The issue with burnout is it could affect our work quality or our idea of our competency at work. Burnout isn’t chronic stress that comes and goes, but the prolonged stress that impacts your mental and emotional state. Most people have difficulty recognizing the normal stress that comes and goes with busy times in the work schedule. Burnout is more defined as prolonged stress that creates emotional, mental, and physical exhaustion.
Some physical symptoms of burnout are upper body pains and/or a tough time breathing. It’s important to rule out medical reasons for the symptoms, but accompanying headaches, dizziness, shortness of breath, and upper body pain that may interfere with your daily life, are physical symptoms of burnout.
Psychological symptoms of burnout include depression, anxiety, insomnia, chronic fatigue, and loss of appetite.

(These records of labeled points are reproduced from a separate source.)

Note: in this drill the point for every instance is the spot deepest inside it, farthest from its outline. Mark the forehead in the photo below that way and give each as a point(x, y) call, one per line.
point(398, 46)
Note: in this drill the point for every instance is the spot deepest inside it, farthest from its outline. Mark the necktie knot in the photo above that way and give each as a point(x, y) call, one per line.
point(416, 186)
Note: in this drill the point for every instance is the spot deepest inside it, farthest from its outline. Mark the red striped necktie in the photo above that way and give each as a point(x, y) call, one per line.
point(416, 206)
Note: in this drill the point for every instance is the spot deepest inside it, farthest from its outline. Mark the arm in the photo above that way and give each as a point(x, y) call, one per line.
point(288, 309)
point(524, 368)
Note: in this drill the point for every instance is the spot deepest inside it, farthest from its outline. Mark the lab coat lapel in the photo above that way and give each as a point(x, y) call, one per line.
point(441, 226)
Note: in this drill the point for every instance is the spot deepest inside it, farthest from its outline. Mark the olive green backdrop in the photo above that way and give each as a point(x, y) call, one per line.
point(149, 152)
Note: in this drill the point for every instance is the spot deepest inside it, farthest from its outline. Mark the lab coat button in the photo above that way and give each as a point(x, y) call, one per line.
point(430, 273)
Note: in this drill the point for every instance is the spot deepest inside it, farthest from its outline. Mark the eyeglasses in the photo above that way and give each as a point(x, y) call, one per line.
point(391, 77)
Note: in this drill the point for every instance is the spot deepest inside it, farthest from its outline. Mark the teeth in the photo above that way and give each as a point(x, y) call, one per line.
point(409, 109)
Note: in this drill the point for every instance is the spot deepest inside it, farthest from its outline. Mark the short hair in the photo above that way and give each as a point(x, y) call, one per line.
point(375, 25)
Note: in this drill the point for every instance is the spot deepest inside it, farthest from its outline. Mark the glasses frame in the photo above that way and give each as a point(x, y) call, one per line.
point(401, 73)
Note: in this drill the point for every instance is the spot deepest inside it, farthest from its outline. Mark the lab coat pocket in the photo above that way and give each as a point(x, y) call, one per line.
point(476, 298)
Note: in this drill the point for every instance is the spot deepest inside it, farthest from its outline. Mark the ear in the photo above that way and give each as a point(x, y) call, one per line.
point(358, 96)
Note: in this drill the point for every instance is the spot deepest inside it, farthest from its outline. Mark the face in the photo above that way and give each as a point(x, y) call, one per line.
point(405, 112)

These symptoms may accompany physical symptoms or occur without physical symptoms.
If you’re feeling burnout, there are things you can do to make yourself recover from burnout. In this day and age with constant access to work e-mails, the best thing to do is disconnect. Have a weekend where you do not answer work e-mails and spend that time doing something that is relaxing to you. The best way to deal with burnout is to treat yourself incredibly well, which means eating right and sleeping well. If, however, you’re dreading your Monday, you are burnt out and should consider taking a vacation to get over the burnout, where you fully disconnect from your work life. If, after the two-week vacation, you are fully recovered from burnout, then you were indeed burnt out on your work life.
There are things you can do to prevent burnout, and those include treating yourself well with self-care. Getting good sleep and eating well are the first steps to dealing with burnout. The second is to be aware of your stress levels. It’s possible to have good stress as well as bad stress that is prolonged. If you see yourself having prolonged stress, like for a project or work task, then you may want to remove the additional stressors in your life to deal with the work stress you’re dealing with.